Agora, tantos anos depois, a sensação era a mesma. Mesmo em meio ao fracasso e à humilhação, Heather era o farol que mantinha todos de pé.
O trabalho no convés terminou em silêncio pesado. A tripulação se dispersou para as suas camas. Mei, sem forças para deitar, sentou-se na pequena cozinha, os cotovelos apoiados na mesa, o rosto enterrado nas mãos. O cheiro de café queimado impregnava o ar.
Victor surgiu e puxou uma cadeira, colocando uma xícara quente diante dela.
- Ei, novata. - A voz era calma, quase carinhosa. - Não se preocupe com o que aconteceu. O mar é assim. Um dia ele te dá tudo, no outro ele te vira as costas. A capitã sabe disso. E você também vai aprender.

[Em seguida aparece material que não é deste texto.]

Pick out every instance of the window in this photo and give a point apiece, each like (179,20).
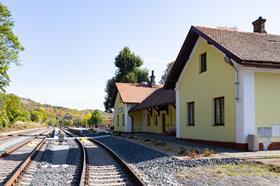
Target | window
(156,119)
(149,119)
(190,113)
(203,64)
(123,119)
(219,106)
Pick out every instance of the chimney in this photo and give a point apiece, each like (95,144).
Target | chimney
(259,25)
(152,80)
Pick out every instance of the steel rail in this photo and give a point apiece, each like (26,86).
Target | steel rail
(83,177)
(137,179)
(24,165)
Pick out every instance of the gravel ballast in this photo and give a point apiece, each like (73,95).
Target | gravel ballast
(58,165)
(160,168)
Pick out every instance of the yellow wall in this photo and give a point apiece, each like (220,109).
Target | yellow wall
(138,121)
(119,110)
(202,88)
(171,120)
(267,96)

Mei ergueu os olhos cansados para ele. Victor era o único que desde o início havia demonstrado paciência e compaixão.
- Ainda tenho tanto que melhorar... vivo cometendo erros. - A voz dela saiu baixa, embargada.
Victor deu um sorriso breve, sincero.
- Quer saber um segredo? Você já está melhor do que muito marmanjo que passou por esse barco. - Ele deu uma leve cotovelada nela, arrancando um meio sorriso. - E olha que eu já vi cada desastre aqui...

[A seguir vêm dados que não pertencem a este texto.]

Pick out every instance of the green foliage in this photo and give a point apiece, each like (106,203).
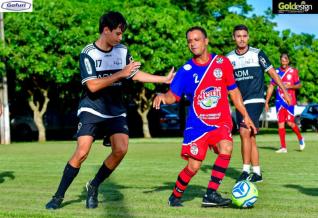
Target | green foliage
(44,45)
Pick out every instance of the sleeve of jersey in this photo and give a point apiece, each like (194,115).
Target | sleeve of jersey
(272,82)
(264,61)
(177,85)
(228,74)
(296,79)
(87,68)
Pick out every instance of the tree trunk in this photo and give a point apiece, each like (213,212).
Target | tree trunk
(38,113)
(144,106)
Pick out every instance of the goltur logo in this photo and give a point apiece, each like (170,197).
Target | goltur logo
(16,5)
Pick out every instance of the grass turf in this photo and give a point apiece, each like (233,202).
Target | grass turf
(140,187)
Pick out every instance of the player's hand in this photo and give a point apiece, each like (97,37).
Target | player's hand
(130,69)
(249,123)
(170,76)
(266,107)
(158,100)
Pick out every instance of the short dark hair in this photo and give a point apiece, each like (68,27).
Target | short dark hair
(197,28)
(112,20)
(240,27)
(284,55)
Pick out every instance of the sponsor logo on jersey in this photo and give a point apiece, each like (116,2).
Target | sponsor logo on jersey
(219,60)
(118,61)
(187,67)
(289,77)
(209,97)
(88,66)
(217,73)
(194,149)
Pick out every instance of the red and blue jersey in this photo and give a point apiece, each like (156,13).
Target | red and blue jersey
(206,86)
(288,76)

Mei riu, sem forças, mas riu.
- Obrigada... é bom ouvir isso. Você acha que a nova área vai dar certo? - perguntou, ainda insegura.
- Eu acho que a gente vai conseguir sim. - A convicção dele soou verdadeira. - A capitã sabe o que faz. E com você a bordo... bom, sorte nunca é demais, não é? Você comeu a cabeça do peixe, certo? - brincou, arqueando uma sobrancelha.
Mei soltou uma gargalhada curta, a primeira do dia.
- Você não vai deixar essa história morrer nunca, né?
- Nunca - disse Victor, sorrindo enquanto levantava a xícara. - Até porque foi o ritual mais estranho de sorte que eu já vi.
A risada suave ecoou na cozinha, quebrando por alguns instantes o peso do dia.
Enquanto isso, na casa do leme, Heather manobrava o Queen Seas com firmeza. Seus olhos estavam fixos no horizonte cinzento. Sabia que os próximos dias seriam difíceis, que a temporada ainda guardava armadilhas, mas sua determinação era inabalável. Não voltaria para casa sem cumprir a cota.
O mar podia testar sua força, Connor podia provocar, mas ela não cederia. O Queen Seas seguiria em frente.
E dessa vez, Heather jurava para si mesma, seria apenas ela, sua tripulação e o mar.